We had got one of the new houses and we moved out of the hut and into 36 Higgins lane. It was the corner house on the corner of Furnival drive and had a larger garden than the other houses in the road. This suited my dad because he loved growing things. He soon had it laid out with borders. He used the concrete that had been left in the demolition of the camp to build a low retaining wall around a sunken lawn. He planted the front up with all sorts of bedding plants that he grew in his green house. We had a vegetable patch in the back garden with spuds, beans and cabbage growing in the summer. I had my own room at the back of the house and on a clear day you could see Blackpool Tower from my bedroom window. I also had a view across the back field and down Furnival Drive to the “magnificent seven”. This was a row of seven houses at the bottom of the road that were occupied by the naughty children. We never played with them, they had their own gang and they built their own bonfire. We had our bonfire on the concrete square that was right behind our house. Also in our territory was the concrete tank. This had the letters “E W S “ emblazoned on the side in six foot high yellow letters but it no longer had its contents.
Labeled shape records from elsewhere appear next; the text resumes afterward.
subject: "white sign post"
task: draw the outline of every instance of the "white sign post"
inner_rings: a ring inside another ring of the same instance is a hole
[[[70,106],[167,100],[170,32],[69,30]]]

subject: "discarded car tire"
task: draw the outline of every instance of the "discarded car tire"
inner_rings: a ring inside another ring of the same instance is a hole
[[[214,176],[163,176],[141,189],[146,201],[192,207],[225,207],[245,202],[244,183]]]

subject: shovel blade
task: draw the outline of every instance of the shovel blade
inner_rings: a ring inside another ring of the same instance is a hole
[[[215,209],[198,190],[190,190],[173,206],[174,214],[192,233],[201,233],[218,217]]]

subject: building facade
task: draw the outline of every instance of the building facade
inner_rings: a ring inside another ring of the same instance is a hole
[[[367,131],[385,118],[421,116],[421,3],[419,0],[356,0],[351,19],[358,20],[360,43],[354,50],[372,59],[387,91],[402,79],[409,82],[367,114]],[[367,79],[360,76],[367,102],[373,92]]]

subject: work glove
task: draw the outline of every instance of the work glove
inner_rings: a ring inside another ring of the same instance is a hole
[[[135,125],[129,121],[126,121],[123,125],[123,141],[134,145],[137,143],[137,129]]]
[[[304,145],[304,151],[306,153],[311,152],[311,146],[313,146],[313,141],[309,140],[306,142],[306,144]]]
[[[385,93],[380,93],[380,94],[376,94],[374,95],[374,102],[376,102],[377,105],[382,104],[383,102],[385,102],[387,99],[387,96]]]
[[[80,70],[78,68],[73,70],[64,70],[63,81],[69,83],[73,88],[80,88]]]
A great big V shaped cut had been broken in to the side and we went into there to play all sorts of games. There was a cast iron bath in there, an old brass bed and a rotting mattress. The water that was left was full of all sorts of wild life and I learnt all about how frogspawn became tadpoles and then frogs in my fourth year. Giant diving beetles, water-boat-men, dragonfly larvae and newts were all captured in jam jars, examined and taken home to show mum and dad. My latest captives were always taken back and released as soon as they had seen them. Summer days seemed never ending and it was nothing to spend all day away with a bottle of water and a couple of sugar butties.
Corr, water boat man, I remember those from school outings to the lake!